Шрифт:
Интервал:
Закладка:
Тот же сценарий мог быть и с пирамидами. Может, бригадир был не ахти, плоховато с отвесами поработал. И на́ тебе – стены-то сходятся наверху. Фараон глядит на это и говорит, дескать, хер с ним, пусть будет как “тоблерон”, а не четыре стены да потолок.
Дело в следующем. Скажем, ты всего-то один из работяг-муравьев, кому поручили доделать пирамиду, последний после… скольких там? пятидесяти, ста лет? Пристраиваешь на макушке блоки эти, выполняешь свою часть работы, спускаешься по лесам, огребаешь по шее за все свои труды. И за следующую работенку – может, лапу сфинкса, а может, дамбу насыпать через Нил. А может, тебя усадили разбираться с дефектной ведомостью. Может, и нет такой стройке никакого конца. Когда ребятки на самой верхотуре последний шпатель гипса разгладили, довольные, как оно все у них вышло, внизу другая бригада уже за ремонт взялась: дверь плохо навесили, не закрывается как положено, вон там протечка, а здесь свод кривой.
В ту пору никаких тебе фотографий. А потому, чтоб осознать величие всего предприятия, придется вспомнить, сколько времени требовалось, чтобы втащить ящик кирпичей на самый верх или поднять ведро воды. Но никакого представления о том, что за место это займет в истории, не возникнет, – и тебе лично никакого места в истории не оставят.
Так и вижу одного из тех местных парней – чудной такой волосатый парняга, сидит у огня прекрасным летним вечером, восходит в точности та же луна, что и нынче, две тысячи лет спустя. Сидит он себе, жует мясцо, сухо ему, тепло, выводок его спит вокруг костра, собаки, дети и женщины вперемешку, и видит поодаль эти очертанья. Плоская крышка, крепкие подпорки, каменный проем.
Не в одиночку он это строил, но знает, что вот тут подпирало его плечо, подбрюшье вон того валуна отмечено его по́том. А может, ему все это пригрезилось. Нашел материалы для работы, выбрал погребальное место, созвал ребяток.

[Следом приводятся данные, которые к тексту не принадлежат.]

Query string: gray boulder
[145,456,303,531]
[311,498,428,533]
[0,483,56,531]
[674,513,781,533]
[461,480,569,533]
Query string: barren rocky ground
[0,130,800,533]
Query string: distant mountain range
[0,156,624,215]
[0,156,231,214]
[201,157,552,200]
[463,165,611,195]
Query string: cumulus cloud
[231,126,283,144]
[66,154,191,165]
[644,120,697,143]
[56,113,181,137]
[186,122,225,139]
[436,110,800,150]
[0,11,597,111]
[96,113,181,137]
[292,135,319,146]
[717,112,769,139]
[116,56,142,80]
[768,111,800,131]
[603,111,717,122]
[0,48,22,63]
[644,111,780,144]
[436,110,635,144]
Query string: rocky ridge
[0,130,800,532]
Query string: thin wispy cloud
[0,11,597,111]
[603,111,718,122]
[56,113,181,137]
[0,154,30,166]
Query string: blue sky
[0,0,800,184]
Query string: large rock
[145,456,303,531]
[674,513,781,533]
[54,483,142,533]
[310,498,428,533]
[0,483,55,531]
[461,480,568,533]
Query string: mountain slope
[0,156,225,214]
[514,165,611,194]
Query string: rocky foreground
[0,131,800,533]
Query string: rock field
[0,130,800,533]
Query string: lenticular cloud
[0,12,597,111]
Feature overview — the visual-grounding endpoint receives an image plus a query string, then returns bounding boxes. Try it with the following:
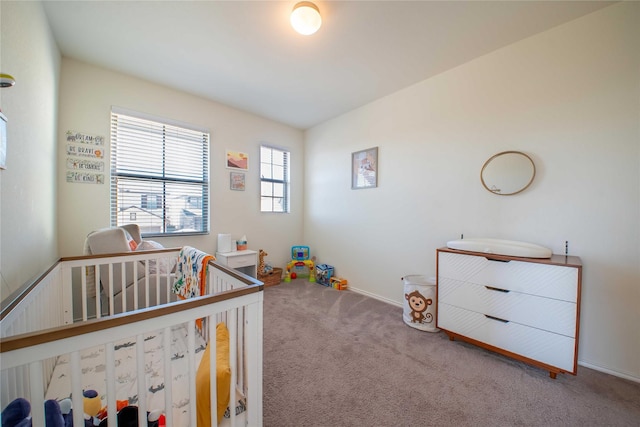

Ясное дело, приходится учитывать, что дольмены строить перестали. Это другая сторона медали. Я к тому, что, если б люди такого сорта кракь и дальше городили – здоровенные каменюки громоздили поверх нескольких помельче, – рано или поздно у них бы появились инструменты получше, оборудованье, чтоб получалось все крупней и крупней. Они б стали добывать крыши еще громадней. В дело пошла б механика: подъемный-то кран за один день такое соберет.
Но перестали. Может, этот в Карлоу – не последний, но времена поменялись. Не успеешь оглянуться, а уж конец ветки, последняя остановка. Тот парняга, что сидит у своего костра и глядит на черные очертания того дольмена, может, представлял себе, как занят тем же самым его сын, когда придет время предать земле очередную груду костей, отметить очередную могилу чем-то подобным, и как сын сына его делает то же. Не самого его будут помнить таким вот манером – лежать там только вождю вождей и его роду.
А может, в те дни и не было времени воображать, будто знаешь хоть что-то о будущем. Жизнь требовала внимания: кормиться, отгонять диких зверей, греться. И все-таки, если глянуть на громадное усилие, какое те парни вложили, чтобы нагородить такую вот штуковину, задумаешься: человечество – даже в те дни – вечно из кожи вон лезло, лишь бы прикоснуться к чему-то за пределами себя самого.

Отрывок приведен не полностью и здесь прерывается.